Pulmonary endoderm, second heart field and the morphogenesis of distal outflow tract in mouse embryonic heart.

The second heart field (SHF), foregut endoderm and sonic hedgehog (SHH) signaling pathway are all reported to associate with normal morphogenesis and septation of outflow tract (OFT). However, the morphological relationships of the development of foregut endoderm and expression of SHH signaling pathway members with the development of surrounding SHF and OFT are seldom described.
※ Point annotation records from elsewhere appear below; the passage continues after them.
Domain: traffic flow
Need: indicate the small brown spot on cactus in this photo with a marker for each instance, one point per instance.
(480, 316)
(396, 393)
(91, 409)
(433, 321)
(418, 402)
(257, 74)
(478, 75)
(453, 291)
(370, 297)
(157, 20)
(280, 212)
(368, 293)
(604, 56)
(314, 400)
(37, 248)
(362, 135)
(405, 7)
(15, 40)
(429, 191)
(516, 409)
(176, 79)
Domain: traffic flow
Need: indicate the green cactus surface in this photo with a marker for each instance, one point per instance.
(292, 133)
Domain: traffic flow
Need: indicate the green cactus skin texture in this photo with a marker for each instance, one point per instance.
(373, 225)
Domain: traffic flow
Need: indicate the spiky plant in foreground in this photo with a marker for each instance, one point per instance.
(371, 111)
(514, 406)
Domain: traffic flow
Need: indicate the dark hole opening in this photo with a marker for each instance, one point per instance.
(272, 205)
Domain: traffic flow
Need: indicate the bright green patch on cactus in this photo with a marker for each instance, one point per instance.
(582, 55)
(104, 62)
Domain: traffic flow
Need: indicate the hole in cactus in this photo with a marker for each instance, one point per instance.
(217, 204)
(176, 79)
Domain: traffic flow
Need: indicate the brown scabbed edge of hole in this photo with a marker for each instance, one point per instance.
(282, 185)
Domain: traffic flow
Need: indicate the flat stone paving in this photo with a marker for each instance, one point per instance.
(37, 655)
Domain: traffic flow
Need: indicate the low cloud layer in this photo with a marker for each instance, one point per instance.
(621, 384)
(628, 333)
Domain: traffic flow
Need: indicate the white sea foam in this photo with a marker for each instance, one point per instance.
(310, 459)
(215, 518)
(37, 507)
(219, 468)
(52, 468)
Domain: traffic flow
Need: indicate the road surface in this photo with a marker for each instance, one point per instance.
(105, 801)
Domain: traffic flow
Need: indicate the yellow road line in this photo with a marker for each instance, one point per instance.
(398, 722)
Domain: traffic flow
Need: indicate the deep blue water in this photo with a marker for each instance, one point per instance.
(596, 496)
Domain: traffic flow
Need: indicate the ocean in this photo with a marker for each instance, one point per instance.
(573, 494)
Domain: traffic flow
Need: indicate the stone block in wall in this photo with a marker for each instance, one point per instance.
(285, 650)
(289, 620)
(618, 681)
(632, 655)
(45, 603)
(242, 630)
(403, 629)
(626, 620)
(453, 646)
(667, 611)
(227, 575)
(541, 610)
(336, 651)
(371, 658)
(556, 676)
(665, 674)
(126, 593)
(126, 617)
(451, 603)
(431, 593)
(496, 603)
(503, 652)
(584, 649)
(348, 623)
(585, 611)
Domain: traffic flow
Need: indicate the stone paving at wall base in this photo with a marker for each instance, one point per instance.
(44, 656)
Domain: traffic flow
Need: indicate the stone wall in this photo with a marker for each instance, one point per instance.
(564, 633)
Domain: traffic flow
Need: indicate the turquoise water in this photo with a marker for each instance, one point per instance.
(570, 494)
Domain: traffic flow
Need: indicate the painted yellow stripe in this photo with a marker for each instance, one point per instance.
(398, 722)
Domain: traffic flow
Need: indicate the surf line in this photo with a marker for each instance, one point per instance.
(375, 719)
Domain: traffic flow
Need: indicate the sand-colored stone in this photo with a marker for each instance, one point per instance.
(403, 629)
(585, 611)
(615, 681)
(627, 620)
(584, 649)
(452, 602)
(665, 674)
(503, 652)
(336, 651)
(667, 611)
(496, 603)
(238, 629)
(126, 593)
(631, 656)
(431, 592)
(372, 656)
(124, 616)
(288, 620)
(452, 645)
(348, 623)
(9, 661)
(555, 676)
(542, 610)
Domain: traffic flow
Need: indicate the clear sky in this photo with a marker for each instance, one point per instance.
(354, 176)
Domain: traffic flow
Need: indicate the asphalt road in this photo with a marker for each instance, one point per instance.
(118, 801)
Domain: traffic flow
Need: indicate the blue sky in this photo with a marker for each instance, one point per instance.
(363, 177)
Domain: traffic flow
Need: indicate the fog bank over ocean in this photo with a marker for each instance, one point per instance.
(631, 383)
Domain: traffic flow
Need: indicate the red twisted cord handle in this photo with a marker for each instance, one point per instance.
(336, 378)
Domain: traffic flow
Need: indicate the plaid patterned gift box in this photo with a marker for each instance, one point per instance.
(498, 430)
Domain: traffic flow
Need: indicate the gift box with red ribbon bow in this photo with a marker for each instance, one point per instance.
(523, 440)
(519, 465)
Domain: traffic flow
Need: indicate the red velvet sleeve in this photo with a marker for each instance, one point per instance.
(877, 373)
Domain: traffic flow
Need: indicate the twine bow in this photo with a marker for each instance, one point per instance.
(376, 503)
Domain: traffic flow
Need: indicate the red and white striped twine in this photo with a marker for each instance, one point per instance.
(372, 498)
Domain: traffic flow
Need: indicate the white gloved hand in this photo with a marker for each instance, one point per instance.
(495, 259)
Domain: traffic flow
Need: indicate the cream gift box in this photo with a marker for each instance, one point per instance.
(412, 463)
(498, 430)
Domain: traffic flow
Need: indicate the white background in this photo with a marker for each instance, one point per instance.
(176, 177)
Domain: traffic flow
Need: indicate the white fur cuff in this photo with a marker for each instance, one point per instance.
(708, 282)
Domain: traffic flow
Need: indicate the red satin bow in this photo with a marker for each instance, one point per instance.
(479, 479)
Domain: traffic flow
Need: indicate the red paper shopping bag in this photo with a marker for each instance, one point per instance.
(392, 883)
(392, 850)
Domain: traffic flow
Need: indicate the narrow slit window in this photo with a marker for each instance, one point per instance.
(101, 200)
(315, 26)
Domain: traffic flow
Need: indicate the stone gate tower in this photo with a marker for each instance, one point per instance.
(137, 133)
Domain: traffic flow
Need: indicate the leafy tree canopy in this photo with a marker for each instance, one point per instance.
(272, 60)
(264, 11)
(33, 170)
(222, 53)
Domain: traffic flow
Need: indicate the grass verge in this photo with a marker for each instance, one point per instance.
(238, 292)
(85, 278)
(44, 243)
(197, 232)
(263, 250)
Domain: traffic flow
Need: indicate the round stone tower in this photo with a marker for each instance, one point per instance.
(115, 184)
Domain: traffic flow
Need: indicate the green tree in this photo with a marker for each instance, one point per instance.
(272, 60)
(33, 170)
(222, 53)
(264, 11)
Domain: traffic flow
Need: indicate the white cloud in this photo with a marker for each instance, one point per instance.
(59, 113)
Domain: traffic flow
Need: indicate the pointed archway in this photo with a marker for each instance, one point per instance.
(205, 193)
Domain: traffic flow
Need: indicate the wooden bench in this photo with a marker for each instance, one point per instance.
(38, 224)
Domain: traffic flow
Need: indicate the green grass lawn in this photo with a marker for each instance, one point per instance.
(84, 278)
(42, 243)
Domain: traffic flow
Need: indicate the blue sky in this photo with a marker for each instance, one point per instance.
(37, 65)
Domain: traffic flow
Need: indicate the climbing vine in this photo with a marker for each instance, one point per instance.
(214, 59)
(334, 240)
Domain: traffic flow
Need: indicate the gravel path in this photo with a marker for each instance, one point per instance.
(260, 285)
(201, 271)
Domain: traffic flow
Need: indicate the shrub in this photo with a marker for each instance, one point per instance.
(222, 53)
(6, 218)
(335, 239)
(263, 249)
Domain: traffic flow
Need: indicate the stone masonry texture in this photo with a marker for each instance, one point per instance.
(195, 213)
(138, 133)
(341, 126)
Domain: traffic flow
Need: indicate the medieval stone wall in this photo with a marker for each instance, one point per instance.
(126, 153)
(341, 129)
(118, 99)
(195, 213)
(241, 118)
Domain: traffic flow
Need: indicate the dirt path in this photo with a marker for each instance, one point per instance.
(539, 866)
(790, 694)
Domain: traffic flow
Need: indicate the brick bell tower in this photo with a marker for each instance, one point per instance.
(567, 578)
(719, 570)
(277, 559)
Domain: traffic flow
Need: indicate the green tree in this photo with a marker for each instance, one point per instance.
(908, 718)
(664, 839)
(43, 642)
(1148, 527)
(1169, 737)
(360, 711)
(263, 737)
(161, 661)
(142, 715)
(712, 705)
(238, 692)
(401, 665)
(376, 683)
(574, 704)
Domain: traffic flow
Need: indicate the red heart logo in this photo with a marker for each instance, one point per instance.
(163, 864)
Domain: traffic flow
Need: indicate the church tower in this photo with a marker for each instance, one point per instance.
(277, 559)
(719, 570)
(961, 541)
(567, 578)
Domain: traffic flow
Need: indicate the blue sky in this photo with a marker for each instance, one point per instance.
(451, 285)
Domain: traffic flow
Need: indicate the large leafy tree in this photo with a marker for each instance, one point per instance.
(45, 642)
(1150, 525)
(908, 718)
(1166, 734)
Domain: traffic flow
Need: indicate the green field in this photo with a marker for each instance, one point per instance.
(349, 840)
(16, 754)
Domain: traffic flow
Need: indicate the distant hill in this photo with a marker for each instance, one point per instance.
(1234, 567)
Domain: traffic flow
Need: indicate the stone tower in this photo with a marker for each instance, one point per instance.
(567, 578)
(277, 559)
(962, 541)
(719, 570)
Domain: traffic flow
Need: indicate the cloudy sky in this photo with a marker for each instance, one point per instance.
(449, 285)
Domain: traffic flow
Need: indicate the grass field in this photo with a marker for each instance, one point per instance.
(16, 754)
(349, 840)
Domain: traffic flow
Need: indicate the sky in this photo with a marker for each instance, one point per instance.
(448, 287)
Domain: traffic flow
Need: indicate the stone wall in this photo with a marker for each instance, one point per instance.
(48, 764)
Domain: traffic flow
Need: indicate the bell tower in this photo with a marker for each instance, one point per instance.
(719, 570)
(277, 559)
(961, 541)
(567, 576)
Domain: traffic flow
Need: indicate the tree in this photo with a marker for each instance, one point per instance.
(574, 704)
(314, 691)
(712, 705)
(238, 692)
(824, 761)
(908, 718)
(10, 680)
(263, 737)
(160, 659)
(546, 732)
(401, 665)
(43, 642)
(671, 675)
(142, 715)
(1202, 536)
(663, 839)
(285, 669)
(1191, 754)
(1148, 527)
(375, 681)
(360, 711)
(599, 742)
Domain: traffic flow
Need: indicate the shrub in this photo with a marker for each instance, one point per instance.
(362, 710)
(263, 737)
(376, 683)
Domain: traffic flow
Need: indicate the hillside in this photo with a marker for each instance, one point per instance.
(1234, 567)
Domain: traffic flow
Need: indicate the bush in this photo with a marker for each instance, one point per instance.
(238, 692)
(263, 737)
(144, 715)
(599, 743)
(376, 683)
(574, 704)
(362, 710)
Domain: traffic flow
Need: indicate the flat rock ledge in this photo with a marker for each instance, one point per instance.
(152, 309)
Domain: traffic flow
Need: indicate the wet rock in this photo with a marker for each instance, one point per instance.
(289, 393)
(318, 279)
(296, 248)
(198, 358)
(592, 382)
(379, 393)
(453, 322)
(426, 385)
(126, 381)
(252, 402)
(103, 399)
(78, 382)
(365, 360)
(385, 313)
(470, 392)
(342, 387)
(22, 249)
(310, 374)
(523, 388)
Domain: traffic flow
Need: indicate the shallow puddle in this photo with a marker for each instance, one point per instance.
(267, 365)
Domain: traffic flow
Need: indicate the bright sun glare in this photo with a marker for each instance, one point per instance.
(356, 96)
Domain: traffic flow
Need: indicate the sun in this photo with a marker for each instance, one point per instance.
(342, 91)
In this study, serial sections of mouse embryos from ED9 to ED13 (midgestation) were stained with a series of marker antibodies for specifically highlighting SHF (Isl-1), endoderm (Foxa2), basement membrane (Laminin), myocardium (MHC) and smooth muscle (α-SMA) respectively, or SHH receptors antibodies including patched1 (Ptc1), patched2 (Ptc2) and smoothened, to observe the spatiotemporal relationship between them and their contributions to OFT morphogenesis. Our results demonstrated that the development of an Isl-1 positive field in the splanchnic mesoderm ventral to foregut, a subset of SHF, is closely coupled with pulmonary endoderm or tracheal groove, the Isl-1 positive cells surrounding pulmonary endoderm are distributed in a special cone-shaped pattern and take part in the formation of the lateral walls of the intrapericardial aorta and pulmonary trunk and the transient aortic-pulmonary septum, and Ptc1 and Ptc2 are exclusively expressed in pulmonary endoderm during this Isl-l positive field development, suggesting special roles played in inducing the Isl-l positive field formation by pulmonary endoderm. It is indicated that pulmonary endoderm plays a role in the development and specification of SHF in midgestation, and that pulmonary endoderm-associated Isl-l positive field is involved in patterning the morphogenesis and septation of the intrapericardial arterial trunks.